Now comes the one sentence I told you about, explaining why Linux is nowhere to be found on your average end-user non-geek desktop: The worldwide established standard data format for exchanging word processing documents is Microsoft Word files, and no Linux distribution I know of comes with an open source program that can handle them.

Until Linux can read, edit, and write *.DOC files, it can't interact with the millions of word processing documents sent around the world each day. Until Linux can handle this data format, it effectively can't word process.

The existence of Linux word processors like KWord and AbiWord which can't read and write word files (although they're working on it) is like having a web browser that can't handle HTML. It makes us look actively silly. It simply doesn't matter what other data formats these word processors CAN handle if all the documents they'll be asked to read and send are in a specific format that they just can't do.

It doesn't matter how technically pathetic the Word file format is: Linux can do windows file sharing with SAMBA, which is technically extremely pathetic (ask any member of the Samba team), but it's here and it works and as such is not a roadblock to Linux.

Linux has had closed-source Word support for a while through StarOffice (which is imperfect, but enough to limp by), but it wasn't bundled with Linux distributions and wasn't an open source program people tended to install and use. (We've all had too many closed-source programs fold up and go away after we became dependent on them to want to become dependent on another. A closed source program cannot be truly viewed as part of Linux.)

Now with OpenOffice, Linux is finally starting to get Word support, and this is literally the last roadblock to Linux on the desktop. (If you can think of another, tell me.) Word files are the last major data format Linux doesn't properly support. (And it is a nasty one, which is much more difficult to write properly than to read, which is the real reason newer versions of word can't write files readable by older versions.)
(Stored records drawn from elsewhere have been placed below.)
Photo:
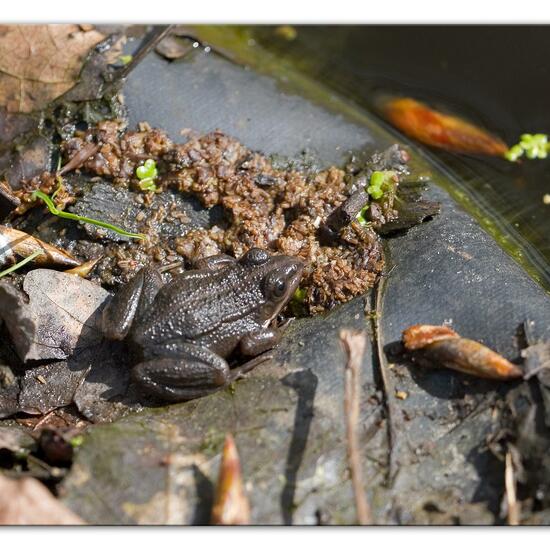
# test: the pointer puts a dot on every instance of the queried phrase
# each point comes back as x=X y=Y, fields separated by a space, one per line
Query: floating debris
x=13 y=241
x=434 y=128
x=231 y=504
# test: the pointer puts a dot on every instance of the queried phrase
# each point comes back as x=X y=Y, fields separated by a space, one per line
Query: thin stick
x=354 y=343
x=510 y=484
x=387 y=385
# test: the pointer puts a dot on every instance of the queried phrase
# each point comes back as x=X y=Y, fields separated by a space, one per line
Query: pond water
x=497 y=77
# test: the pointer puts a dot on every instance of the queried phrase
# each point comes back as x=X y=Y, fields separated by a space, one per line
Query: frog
x=180 y=334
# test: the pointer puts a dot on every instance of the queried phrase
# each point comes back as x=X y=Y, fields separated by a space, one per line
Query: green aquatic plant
x=70 y=216
x=380 y=182
x=24 y=261
x=361 y=216
x=147 y=173
x=533 y=146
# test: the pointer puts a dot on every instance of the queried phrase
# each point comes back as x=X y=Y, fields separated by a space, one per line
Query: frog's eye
x=255 y=256
x=277 y=287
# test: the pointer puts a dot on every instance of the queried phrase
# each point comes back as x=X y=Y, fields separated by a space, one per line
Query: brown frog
x=183 y=331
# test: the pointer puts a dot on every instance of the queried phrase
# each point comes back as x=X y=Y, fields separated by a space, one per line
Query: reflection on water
x=497 y=77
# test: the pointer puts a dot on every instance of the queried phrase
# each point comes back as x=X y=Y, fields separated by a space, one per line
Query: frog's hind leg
x=184 y=371
x=130 y=301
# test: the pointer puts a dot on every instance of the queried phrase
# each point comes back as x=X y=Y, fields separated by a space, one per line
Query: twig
x=510 y=484
x=387 y=385
x=354 y=343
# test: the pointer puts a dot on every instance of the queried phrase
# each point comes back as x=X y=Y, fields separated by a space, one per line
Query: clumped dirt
x=283 y=210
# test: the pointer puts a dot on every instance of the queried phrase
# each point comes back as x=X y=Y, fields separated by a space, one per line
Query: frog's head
x=278 y=278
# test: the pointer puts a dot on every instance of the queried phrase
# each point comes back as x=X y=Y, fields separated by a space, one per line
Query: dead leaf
x=9 y=389
x=40 y=62
x=27 y=502
x=443 y=347
x=432 y=127
x=59 y=316
x=16 y=439
x=48 y=387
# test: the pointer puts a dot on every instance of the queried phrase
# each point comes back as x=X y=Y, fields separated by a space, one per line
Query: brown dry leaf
x=40 y=62
x=55 y=315
x=28 y=502
x=444 y=347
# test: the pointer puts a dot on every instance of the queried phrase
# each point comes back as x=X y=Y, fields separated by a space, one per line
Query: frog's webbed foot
x=183 y=371
x=130 y=301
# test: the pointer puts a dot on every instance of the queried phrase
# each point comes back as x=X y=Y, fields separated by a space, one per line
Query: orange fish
x=433 y=128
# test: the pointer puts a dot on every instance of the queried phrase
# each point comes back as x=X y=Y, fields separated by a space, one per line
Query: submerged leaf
x=40 y=62
x=434 y=128
x=28 y=502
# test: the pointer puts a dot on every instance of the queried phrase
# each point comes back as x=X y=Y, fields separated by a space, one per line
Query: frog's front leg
x=130 y=302
x=181 y=371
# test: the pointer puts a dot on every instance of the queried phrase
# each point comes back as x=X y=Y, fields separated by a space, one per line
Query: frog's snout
x=295 y=270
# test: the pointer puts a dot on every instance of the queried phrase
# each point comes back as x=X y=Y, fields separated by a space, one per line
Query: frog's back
x=199 y=306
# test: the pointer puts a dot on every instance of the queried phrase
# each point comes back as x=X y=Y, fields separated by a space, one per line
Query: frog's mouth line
x=294 y=281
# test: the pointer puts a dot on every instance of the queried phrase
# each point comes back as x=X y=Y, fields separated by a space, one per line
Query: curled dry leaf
x=23 y=244
x=40 y=62
x=457 y=353
x=27 y=502
x=57 y=316
x=434 y=128
x=231 y=505
x=419 y=336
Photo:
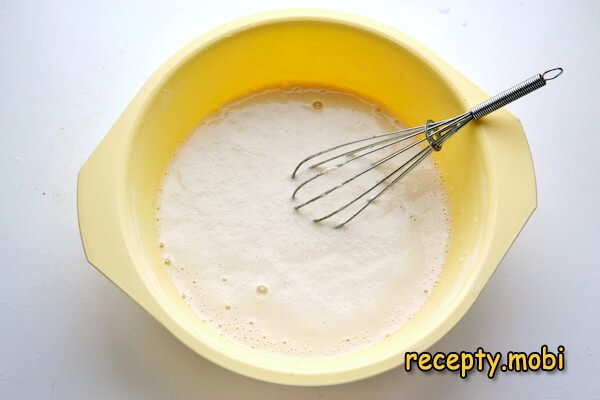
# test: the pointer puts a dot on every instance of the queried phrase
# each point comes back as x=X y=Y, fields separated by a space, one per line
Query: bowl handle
x=101 y=223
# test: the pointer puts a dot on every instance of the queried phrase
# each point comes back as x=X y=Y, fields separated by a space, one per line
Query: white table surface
x=68 y=70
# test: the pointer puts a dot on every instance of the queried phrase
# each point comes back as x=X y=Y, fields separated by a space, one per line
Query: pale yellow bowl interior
x=314 y=49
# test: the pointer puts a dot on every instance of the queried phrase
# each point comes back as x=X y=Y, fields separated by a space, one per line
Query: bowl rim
x=135 y=284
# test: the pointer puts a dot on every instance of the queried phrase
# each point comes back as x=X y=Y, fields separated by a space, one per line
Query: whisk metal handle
x=514 y=93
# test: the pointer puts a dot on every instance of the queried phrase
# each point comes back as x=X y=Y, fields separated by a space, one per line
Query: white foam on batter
x=268 y=277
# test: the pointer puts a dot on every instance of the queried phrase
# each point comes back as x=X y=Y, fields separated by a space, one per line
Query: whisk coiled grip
x=514 y=93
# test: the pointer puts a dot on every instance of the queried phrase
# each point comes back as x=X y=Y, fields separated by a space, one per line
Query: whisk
x=434 y=133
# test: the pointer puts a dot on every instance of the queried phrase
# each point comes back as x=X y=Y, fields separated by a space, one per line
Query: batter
x=265 y=275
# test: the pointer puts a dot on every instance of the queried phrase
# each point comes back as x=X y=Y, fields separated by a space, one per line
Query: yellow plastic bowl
x=487 y=168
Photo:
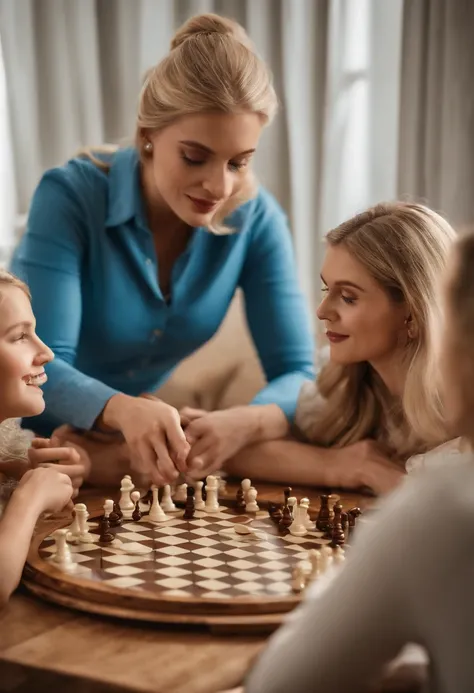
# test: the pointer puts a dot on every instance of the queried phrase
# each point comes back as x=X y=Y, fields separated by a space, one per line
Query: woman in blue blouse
x=133 y=258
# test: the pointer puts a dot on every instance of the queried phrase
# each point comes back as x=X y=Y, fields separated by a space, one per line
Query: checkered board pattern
x=201 y=558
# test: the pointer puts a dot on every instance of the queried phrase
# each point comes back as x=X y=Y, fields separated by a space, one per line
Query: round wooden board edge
x=37 y=571
x=265 y=623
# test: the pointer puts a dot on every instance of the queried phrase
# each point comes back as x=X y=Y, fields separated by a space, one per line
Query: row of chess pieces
x=202 y=496
x=334 y=525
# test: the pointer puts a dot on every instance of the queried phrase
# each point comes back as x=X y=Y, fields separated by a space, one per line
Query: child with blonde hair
x=44 y=477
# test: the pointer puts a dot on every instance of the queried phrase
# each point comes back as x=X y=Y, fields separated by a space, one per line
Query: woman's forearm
x=285 y=462
x=16 y=530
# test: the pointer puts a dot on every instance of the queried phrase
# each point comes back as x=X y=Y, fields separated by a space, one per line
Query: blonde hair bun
x=207 y=24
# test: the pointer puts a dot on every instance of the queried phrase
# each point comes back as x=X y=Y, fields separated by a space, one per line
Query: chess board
x=198 y=571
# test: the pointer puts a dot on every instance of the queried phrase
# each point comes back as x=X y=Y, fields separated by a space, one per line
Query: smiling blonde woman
x=377 y=400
There are other data formats Linux supports, or that it would be nice to support. Various niche markets have their own data format needs. We have multimedia software that can read and write gifs, jpegs, mpegs, and mp3 files. Linux is actually doing okay in video editing and compositing (thanks in part to SGI). Print publishing uses photoshop files (and Quark files) which we mostly don't handle but companies like Adobe don't seem to mind porting stuff to Linux if there's money in it. And this isn't keeping us out of the mainstream because it isn't in the mainstream: people have been doing this on Macintoshes for years.
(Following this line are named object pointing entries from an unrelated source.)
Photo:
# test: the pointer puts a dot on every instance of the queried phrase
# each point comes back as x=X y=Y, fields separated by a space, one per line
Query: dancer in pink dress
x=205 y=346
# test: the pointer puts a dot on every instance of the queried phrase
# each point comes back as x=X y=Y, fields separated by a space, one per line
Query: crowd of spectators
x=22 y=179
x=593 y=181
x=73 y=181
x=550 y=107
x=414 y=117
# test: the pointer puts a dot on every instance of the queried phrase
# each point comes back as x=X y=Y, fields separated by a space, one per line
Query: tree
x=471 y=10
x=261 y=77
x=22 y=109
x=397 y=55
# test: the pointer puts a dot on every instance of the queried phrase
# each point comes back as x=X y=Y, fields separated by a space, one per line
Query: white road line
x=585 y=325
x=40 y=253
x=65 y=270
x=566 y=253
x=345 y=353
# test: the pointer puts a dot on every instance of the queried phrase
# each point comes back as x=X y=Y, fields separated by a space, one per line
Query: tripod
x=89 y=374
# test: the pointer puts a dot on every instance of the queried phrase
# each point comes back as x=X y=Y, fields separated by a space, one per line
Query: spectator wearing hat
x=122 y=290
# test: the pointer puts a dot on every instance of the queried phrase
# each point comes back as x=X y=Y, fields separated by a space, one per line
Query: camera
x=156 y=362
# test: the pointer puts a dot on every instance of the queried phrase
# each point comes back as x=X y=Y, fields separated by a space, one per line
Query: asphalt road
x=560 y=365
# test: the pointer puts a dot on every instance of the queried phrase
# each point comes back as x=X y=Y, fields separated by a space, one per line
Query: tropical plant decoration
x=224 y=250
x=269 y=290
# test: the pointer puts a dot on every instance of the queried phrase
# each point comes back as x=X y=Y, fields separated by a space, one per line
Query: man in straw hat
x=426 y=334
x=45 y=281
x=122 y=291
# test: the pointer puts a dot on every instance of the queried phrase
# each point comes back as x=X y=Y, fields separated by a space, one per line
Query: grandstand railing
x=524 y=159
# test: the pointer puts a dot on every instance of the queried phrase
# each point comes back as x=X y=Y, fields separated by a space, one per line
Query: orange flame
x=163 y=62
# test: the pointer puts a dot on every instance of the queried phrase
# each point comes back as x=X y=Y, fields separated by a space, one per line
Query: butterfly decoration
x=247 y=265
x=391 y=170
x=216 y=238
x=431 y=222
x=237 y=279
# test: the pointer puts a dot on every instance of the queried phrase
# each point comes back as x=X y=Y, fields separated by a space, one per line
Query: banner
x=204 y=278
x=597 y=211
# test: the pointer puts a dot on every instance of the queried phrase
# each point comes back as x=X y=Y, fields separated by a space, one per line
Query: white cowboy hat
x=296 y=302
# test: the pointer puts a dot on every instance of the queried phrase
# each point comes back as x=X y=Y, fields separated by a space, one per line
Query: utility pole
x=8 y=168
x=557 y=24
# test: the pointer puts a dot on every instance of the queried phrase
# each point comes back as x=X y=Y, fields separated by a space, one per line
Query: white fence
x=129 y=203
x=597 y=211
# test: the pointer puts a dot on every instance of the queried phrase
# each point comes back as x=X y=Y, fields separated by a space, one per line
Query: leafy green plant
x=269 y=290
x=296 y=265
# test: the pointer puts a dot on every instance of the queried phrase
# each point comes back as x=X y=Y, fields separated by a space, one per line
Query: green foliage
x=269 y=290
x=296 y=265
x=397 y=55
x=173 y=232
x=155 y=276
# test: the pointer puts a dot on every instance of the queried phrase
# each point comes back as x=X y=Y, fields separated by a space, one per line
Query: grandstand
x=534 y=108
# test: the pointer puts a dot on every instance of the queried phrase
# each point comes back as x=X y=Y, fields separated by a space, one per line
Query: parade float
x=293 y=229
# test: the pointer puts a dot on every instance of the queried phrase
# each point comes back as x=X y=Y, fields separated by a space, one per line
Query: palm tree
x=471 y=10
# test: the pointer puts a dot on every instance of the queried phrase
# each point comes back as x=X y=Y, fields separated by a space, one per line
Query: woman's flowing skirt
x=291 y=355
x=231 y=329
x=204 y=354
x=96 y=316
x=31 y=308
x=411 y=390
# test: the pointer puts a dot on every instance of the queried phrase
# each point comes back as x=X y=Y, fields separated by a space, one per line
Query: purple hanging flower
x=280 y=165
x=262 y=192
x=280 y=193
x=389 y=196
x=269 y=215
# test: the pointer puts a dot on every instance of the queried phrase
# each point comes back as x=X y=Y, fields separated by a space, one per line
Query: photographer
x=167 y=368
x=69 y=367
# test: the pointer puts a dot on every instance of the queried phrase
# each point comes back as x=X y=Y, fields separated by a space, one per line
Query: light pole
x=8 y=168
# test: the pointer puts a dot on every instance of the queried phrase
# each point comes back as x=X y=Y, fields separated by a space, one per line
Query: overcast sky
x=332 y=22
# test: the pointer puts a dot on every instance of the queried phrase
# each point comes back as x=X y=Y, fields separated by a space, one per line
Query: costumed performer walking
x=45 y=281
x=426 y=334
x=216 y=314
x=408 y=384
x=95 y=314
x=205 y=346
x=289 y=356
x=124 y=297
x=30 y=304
A desktop user may need presentation software, so it would be nice if we could read and write Powerpoint slides, but since most people write their own presentations and give them in person the format isn't as important there. (The lack of powerpoint is a nuisance, but not a killer, because Powerpoint isn't used much as a data storage and transport format. It's mostly just a way of storing temporary files until you can do your slideshow. PDF, Postscript, and GIF/JPEG in HTML pages are fairly popular alternatives anyway, all of which Linux has good support for.)

But the lack of Word support is what's killing us on the desktop.
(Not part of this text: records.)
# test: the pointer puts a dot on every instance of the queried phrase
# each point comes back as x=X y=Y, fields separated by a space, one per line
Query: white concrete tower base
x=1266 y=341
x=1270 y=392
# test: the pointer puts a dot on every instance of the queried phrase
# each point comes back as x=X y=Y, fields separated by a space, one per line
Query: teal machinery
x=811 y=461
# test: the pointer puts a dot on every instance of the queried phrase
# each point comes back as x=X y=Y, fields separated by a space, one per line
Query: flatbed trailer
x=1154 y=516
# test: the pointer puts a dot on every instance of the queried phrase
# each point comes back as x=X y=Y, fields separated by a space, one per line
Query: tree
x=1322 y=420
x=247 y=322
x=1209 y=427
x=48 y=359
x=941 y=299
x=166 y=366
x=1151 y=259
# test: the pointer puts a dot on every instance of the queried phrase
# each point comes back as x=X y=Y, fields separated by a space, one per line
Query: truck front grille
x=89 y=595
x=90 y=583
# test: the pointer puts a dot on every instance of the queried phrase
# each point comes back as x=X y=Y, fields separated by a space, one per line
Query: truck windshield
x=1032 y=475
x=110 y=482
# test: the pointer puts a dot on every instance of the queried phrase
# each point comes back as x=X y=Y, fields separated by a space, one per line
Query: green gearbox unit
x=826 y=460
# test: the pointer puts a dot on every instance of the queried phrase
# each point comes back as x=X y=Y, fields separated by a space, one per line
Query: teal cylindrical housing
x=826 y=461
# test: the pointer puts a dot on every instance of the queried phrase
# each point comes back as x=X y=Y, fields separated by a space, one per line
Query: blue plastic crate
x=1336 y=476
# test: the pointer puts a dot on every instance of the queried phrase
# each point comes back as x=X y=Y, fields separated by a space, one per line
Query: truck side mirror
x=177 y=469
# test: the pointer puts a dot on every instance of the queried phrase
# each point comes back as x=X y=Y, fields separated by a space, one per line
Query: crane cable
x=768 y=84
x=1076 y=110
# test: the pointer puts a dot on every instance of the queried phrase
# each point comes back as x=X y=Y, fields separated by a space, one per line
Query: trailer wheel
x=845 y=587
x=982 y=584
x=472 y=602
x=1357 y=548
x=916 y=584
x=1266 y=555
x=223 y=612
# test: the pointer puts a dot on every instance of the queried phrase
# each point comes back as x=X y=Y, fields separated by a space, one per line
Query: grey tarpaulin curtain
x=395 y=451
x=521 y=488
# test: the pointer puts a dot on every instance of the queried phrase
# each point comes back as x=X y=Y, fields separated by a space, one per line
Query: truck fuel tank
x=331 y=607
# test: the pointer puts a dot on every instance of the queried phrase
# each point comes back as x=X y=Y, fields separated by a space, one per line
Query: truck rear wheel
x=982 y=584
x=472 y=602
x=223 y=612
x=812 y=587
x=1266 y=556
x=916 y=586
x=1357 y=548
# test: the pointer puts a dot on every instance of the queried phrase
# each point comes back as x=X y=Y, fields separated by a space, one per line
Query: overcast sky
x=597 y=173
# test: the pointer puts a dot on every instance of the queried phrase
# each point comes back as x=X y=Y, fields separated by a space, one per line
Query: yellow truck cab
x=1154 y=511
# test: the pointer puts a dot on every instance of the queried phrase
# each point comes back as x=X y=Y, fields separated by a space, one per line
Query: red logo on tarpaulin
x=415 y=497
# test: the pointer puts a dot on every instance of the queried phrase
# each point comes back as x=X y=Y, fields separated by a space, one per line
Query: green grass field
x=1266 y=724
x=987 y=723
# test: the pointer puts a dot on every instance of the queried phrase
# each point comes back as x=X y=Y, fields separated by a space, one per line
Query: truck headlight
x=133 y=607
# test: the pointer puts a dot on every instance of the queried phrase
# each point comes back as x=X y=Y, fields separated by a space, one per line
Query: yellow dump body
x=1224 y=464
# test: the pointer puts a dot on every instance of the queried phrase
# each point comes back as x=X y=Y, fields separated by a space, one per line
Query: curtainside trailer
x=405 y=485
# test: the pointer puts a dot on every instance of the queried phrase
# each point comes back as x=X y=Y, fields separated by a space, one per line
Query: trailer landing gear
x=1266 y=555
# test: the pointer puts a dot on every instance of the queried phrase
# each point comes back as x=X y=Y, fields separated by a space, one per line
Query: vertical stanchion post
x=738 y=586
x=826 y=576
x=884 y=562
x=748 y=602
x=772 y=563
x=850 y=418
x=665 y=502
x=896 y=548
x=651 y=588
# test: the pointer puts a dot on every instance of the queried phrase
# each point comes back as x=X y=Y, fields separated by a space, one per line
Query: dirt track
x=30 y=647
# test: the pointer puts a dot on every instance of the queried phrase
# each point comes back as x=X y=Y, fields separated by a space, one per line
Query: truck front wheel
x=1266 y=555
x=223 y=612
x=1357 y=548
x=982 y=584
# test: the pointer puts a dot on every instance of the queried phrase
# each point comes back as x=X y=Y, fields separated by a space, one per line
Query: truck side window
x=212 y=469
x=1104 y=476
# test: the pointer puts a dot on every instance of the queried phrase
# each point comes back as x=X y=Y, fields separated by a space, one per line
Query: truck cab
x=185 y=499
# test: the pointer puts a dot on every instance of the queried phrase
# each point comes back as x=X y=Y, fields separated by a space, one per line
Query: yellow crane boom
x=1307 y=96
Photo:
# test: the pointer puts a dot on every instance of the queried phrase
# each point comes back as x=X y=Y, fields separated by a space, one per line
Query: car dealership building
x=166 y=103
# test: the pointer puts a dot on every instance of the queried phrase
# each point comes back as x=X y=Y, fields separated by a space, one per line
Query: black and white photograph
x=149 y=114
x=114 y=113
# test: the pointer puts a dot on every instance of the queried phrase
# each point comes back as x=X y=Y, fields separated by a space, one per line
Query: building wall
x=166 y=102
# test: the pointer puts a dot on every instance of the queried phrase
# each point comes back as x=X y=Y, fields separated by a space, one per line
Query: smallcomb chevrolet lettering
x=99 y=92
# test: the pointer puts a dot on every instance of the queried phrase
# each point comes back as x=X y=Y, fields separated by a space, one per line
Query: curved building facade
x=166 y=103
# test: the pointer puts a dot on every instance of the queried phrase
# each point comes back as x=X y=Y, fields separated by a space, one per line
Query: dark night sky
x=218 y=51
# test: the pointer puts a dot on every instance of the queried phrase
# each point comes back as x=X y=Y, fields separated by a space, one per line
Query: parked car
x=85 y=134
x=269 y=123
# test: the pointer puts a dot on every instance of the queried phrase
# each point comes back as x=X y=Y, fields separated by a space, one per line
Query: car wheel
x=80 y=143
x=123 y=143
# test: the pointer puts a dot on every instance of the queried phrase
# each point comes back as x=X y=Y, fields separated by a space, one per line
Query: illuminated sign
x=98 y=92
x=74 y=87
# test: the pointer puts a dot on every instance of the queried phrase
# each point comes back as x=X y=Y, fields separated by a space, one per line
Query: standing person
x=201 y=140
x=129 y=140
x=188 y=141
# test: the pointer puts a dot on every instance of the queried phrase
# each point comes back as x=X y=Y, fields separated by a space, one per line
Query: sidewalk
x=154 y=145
Many programmers have been so disgusted with the Word file format (which involves dumping Word's run-time data structures to disk, which is just evil), than they're determined to replace it with something better, rather than support it. I've spoken to many programmers who are trying to write such a wonderful word processor that everybody will use it, so their new format replaces word files without their program ever having to support word files.

Final exam. Spot the deluded fantasy:

A) "I don't need to support HTML, I'll write a BETTER web browser using my own incompatable data format, and everybody will switch because it's technically just so much better."

B) "I don't need to support SMTP, I'll write a BETTER email program using my own data format, and everybody will switch because it's technically just so much better."

C) "I don't need to support Microsoft Word files, I'll write a BETTER word processor using my own data format, and everybody will switch because it's just so much better."

The correct answer? All of the above.